本日(12月13日)の日経新聞朝刊の24面、『文学食べ物図鑑(28)』(特別編集委員 野瀬泰申)で、関東大震災後の銀座について述べられており、そこで、荷風の『濹東綺譚』「作後贅言(ぜいげん)」から下記の部分が引用されていますね。

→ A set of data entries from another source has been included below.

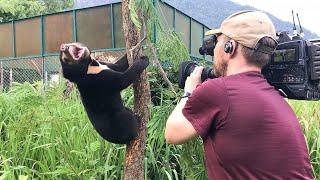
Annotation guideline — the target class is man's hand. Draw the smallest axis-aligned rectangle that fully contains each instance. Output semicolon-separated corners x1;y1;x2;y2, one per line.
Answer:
184;66;203;93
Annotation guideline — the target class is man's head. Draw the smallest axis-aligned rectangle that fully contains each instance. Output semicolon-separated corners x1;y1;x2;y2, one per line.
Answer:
206;11;277;76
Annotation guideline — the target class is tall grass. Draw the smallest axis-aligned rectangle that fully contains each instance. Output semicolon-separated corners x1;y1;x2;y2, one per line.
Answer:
0;83;320;180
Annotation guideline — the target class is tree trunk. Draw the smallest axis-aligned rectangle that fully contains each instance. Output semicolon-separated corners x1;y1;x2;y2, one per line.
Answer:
122;0;151;180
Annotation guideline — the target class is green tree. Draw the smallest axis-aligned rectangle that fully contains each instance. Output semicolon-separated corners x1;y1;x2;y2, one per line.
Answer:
0;0;73;22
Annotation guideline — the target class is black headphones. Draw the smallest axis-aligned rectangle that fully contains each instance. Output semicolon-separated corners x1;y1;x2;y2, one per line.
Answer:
224;41;233;53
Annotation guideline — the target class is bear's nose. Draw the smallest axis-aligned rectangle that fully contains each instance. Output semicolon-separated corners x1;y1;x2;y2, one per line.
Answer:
60;44;69;52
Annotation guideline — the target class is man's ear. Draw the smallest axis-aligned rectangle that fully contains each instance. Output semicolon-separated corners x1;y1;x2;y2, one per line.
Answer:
229;39;238;57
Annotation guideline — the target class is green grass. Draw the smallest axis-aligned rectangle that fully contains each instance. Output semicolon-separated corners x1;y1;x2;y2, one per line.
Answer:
0;83;320;180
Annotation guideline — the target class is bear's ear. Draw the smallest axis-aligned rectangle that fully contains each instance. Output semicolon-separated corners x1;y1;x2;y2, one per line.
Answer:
90;59;100;66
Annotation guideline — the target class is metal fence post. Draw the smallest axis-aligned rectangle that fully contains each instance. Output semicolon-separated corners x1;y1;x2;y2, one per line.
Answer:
0;61;4;92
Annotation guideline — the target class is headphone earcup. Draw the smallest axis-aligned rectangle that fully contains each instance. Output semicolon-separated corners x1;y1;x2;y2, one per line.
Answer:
224;41;233;53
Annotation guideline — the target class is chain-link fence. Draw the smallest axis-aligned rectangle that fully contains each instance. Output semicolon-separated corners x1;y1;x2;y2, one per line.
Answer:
0;50;125;91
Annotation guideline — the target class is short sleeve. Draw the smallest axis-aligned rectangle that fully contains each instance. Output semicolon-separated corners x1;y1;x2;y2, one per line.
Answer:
182;78;229;138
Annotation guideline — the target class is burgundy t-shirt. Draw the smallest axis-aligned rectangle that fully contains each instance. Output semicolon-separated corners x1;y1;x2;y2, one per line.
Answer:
182;71;313;180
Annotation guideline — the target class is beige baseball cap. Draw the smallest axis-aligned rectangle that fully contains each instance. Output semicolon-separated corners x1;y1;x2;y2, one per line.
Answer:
205;10;276;49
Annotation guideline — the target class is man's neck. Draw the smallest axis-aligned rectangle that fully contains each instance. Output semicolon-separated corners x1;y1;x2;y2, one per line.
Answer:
226;61;261;76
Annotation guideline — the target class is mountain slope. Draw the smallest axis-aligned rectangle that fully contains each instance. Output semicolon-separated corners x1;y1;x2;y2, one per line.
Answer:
74;0;318;38
165;0;318;38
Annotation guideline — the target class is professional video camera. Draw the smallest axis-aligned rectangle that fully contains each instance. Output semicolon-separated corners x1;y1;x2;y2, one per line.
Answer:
179;11;320;100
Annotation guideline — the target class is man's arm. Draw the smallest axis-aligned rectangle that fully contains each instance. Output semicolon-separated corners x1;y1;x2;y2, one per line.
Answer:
165;98;198;144
165;66;203;144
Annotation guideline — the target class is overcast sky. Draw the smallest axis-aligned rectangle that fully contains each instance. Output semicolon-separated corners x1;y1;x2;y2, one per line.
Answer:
231;0;320;36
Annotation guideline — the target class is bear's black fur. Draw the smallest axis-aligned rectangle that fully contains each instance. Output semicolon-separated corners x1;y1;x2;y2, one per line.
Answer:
60;43;149;144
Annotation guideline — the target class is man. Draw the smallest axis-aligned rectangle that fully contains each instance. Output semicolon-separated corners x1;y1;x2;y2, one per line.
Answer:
165;11;313;180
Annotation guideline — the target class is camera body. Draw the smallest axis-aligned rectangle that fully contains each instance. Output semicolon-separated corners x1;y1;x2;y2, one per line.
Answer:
262;36;320;100
179;32;320;100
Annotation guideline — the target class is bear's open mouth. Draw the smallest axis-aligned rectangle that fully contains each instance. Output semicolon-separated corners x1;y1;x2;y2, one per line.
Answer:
68;46;84;61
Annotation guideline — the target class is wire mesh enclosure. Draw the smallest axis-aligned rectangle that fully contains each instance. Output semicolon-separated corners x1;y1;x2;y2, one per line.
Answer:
0;1;211;90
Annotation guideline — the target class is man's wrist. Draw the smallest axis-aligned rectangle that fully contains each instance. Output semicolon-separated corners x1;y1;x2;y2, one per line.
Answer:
181;91;191;98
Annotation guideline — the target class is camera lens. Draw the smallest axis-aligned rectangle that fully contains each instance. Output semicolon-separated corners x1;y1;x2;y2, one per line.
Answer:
178;61;215;88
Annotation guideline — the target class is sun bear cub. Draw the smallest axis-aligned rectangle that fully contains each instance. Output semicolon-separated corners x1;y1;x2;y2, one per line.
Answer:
60;43;149;144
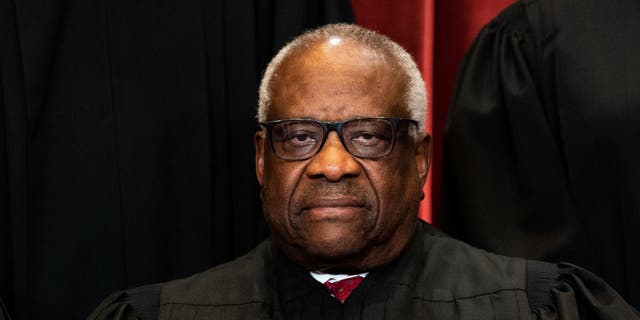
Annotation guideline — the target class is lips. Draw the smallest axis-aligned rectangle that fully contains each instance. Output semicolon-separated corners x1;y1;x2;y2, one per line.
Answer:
302;197;366;211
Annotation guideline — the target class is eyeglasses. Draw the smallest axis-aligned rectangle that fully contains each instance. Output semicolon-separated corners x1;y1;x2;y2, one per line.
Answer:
260;118;418;160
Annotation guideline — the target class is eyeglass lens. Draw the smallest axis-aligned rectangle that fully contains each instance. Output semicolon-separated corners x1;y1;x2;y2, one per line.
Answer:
271;119;394;160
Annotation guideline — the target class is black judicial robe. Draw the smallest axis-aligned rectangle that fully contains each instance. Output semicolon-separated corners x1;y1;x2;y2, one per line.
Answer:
434;0;640;308
89;223;640;320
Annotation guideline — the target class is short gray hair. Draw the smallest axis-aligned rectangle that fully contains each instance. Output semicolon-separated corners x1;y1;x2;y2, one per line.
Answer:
257;23;427;131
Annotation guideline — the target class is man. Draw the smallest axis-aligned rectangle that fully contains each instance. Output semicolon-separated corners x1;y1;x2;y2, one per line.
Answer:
89;25;637;319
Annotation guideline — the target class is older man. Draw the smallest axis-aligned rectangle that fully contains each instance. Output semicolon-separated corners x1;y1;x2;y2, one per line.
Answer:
90;25;636;320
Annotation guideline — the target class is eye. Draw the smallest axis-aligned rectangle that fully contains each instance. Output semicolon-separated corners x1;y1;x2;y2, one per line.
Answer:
282;130;318;147
351;131;390;146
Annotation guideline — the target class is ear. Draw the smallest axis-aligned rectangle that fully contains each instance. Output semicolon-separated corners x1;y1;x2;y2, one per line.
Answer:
415;133;431;184
253;131;266;186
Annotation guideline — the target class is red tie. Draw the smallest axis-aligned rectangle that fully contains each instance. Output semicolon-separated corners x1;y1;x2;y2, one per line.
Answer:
324;276;364;303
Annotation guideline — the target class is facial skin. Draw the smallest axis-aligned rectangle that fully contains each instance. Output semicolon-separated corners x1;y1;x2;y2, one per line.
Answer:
255;38;429;273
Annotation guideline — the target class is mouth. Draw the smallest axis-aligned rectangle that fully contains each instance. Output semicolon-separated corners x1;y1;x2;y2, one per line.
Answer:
301;197;367;220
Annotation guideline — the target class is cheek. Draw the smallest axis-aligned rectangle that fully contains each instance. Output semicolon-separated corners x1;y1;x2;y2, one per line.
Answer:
369;158;422;216
261;159;304;220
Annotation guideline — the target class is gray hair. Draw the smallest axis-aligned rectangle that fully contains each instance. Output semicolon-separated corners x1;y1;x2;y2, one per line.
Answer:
257;23;427;131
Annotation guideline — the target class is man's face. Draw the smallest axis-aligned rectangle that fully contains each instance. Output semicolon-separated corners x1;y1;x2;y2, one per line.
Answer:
255;40;429;271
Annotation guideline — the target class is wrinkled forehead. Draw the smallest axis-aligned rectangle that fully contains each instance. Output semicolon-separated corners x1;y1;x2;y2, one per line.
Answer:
267;37;408;120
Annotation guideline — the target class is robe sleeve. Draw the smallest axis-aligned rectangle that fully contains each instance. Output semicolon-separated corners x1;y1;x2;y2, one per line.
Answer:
87;284;160;320
527;261;640;320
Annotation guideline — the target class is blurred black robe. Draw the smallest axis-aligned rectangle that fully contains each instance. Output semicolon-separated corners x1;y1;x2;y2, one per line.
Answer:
434;0;640;308
88;223;640;320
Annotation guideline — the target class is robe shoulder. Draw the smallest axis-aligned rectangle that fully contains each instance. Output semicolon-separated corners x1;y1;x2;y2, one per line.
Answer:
85;240;270;320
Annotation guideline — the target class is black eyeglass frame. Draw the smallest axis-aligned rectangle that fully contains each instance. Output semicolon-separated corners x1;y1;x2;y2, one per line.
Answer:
260;117;420;161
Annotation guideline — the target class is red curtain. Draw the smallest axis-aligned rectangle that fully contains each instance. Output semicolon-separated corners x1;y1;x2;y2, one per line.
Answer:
351;0;515;221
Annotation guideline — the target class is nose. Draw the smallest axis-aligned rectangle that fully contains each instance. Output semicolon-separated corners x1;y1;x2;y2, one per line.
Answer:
306;131;361;182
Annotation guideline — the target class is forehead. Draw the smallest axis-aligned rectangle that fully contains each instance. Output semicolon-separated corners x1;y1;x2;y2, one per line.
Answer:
267;38;408;121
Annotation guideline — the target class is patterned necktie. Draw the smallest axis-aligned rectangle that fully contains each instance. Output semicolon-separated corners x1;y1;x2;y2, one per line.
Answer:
324;276;364;303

「銀座の町がわずか三四年見ない間にすっかり変った、其景況の大略を知ることができた。震災前表通に在った商店で、もとの処に同じ業をつづけているものは数えるほどで、今は悉く関西もしくは九州から来た人の経営に任ねられた。裏通の到る処に海豚汁や関西料理の看板がかけられ、横町の角々に屋台店の多くなったのも怪しむには当らない」
そして、さらに荷風は
「飲食店の硝子窓に飲食物の模型を並べ、之に価格をつけて置くようになったのも、蓋し已むことを得ざる結果で、これまた其範を大阪に則ったものだという事である」
と述べています。大震災後になって飲食店の店頭に食品サンプルがあふれる光景を見て、荷風は料理のように関西発祥のものが東京にやってきたと思ったのでしょうが、実は食品サンプルの発祥は大阪ではなく東京生まれで、震災後に始めたのは日本橋・白木屋百貨店だったことが、このコラムで述べられています。